Ms Kenny had given birth in Tipperary to baby Lily Rose on September 4 2016.
However, the infant was very ill and was immediately transferred to Temple Street Hospital in Dublin for specialist care.
Ms Kenny - having just given birth - was unable to accompany the child.
She was travelling to Dublin on September 5 to see Lily Rose in a car being driven by her aunt Irene Whelan Slattery and accompanied by her mother, Ann.
Between Junctions 10 and 9 of the M8 Dublin-Cork road, Ms Kenny received a phone call from the hospital - and her aunt pulled over onto the hard shoulder so the call could be heard.
The call was from Temple Street Hospital to say Lily Rose was fine and that their journey to Dublin was not required.
Seconds later, the Ford Focus car was struck from behind by a Volvo lorry and driven down a grass embankment.
Last May, the lorry driver, Ciaran McBride (34), pleaded guilty before Tipperary Circuit Criminal Court to careless driving causing death on the M8 Dublin-Cork motorway on September 5 2016.
He received an 18 month suspended prison sentence after the court heard that he was profoundly remorseful over what had happened and now suffered from Post Traumatic Stress Disorder (PTSD).

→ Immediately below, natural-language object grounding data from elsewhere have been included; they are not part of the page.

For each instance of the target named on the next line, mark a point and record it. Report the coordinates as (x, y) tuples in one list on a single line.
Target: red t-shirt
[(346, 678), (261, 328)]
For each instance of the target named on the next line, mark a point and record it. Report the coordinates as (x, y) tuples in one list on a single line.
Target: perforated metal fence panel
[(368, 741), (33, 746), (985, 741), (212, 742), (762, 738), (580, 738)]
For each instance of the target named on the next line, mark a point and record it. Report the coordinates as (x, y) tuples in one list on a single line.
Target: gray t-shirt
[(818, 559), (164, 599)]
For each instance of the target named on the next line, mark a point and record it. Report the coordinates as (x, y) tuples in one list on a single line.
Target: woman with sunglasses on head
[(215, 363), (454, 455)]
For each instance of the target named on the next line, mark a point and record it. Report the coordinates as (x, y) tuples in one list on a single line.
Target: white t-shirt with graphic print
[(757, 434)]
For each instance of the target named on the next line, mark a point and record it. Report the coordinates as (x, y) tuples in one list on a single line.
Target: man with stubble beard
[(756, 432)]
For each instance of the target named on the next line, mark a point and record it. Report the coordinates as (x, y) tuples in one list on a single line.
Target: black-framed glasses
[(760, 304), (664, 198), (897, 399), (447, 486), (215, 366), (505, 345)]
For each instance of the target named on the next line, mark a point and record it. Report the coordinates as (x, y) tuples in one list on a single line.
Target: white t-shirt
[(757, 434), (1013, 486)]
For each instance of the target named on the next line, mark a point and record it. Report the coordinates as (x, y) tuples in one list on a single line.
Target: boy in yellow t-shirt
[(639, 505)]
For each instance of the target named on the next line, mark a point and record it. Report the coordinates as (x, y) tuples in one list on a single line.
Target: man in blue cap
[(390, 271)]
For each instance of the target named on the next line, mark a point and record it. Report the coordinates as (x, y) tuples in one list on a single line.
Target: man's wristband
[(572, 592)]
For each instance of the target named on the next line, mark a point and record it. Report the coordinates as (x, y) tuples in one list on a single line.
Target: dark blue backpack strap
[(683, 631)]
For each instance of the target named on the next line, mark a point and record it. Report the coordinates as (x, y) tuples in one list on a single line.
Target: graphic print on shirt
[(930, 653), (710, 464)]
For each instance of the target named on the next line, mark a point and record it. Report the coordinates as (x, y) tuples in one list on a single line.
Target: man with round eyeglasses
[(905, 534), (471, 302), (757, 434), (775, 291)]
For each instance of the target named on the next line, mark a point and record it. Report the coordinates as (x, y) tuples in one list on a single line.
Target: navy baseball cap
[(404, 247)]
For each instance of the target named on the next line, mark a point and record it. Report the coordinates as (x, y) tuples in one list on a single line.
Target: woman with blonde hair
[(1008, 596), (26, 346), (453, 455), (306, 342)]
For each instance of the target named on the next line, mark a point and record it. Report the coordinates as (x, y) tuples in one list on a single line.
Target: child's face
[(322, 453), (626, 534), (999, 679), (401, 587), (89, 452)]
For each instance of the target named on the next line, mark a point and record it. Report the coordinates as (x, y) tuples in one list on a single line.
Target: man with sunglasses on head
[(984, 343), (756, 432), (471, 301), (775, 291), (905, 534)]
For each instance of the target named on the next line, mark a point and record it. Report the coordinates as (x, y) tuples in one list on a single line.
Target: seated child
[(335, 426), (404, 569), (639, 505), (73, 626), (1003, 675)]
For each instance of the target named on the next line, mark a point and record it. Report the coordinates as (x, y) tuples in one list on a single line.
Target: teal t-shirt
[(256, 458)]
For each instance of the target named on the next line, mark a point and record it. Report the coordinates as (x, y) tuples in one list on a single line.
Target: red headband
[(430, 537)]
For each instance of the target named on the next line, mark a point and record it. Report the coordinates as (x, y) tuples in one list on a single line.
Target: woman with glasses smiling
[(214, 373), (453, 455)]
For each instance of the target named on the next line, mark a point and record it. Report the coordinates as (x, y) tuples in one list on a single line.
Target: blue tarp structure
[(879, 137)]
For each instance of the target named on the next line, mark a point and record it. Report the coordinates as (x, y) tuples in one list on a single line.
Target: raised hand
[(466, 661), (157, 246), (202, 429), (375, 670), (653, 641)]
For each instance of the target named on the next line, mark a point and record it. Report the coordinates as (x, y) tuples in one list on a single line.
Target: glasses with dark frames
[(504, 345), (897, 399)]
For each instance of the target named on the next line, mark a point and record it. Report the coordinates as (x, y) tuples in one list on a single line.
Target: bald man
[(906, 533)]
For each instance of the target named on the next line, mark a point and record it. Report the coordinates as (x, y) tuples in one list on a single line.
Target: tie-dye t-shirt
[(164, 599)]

The Volvo truck driven by McBride of Carna, Keady, Co Armagh ploughed into the rear of the Ford Focus which was parked on the hard shoulder.
Mrs Whelan Slattery suffered a traumatic brain injury in the collision.
She now suffers from severe memory problems.
Ms Kenny died from multiple injuries as, because she was a rear seat passenger, she sustained the bulk of the impact from the truck.
Her mother, Ann, suffered minor injuries.
Garda Declan Corrigan said the Ford Focus had pulled over onto the hard shoulder around 12.25pm on September 5 2016 to allow Ms Kenny to take an urgent phone call from Temple Street.
"The call was to tell Nicola the baby was fine and there was no need to travel to Dublin," he said.
Just as the call finished, the Ford was struck from the rear by the Volvo truck.
A passing motorist, Pat Foley, told Gardaí he saw the lorry "slowly veering off the road and onto the hard shoulder".
Mr Foley then saw the tragic collision in his rear view mirror.
Gardaí confirmed to Mr Morris that the trial judge believed that driver fatigue by the lorry operator was a contributing factor in the tragedy.
"It really highlights that lorry drivers should obey their tachograph and take their rest," Mr Morris said.
The Circuit Court trial heard the tachograph on Mr McBride's lorry was found not to be working properly because the recording disc had been incorrectly inserted.
The truck driver had gone to bed at midnight and got up at 4.30am to go to work.
He drove from his Armagh home to Kells, then onto Cork and was on his way back to Kells when the tragic collision occurred.
He had driven a total of 470km since he left home.
The driver had insisted to Gardaí he had taken the required breaks of 15 minutes and 30 minutes during that period.
Because the tachograph was not working properly, Gardaí could not verify from it all the travel and stoppage details of the lorry.
However, the Circuit Court heard that officers disputed the stop periods claimed as the lorry was equipped with a toll scanner - and when Gardaí recreated the journey from its details, they found the trip did not match the claimed driver breaks.
Mr McBride insisted at the scene and to Gardaí that the accident was caused when he suddenly suffered a sudden bout of sneezing and his vehicle drifted out of its lane onto the hard shoulder where the tragic collision occurred.
Ms Kenny's father, Paddy, attended the inquest but did not comment.
Last year, Nicola's parents, Ann and Paddy, said their lives had been left devastated by the tragedy.
"The death of Nicola as a young mother was devastating both for myself and my entire family," her mother said.
"Life will never be the same again."
Nicola's father, Paddy, said they are now raising Lily Rose.
"It has left a huge hole in our lives - Nicola's death is a big loss to our family and Lily Rose will have to grow up without her mother," he said.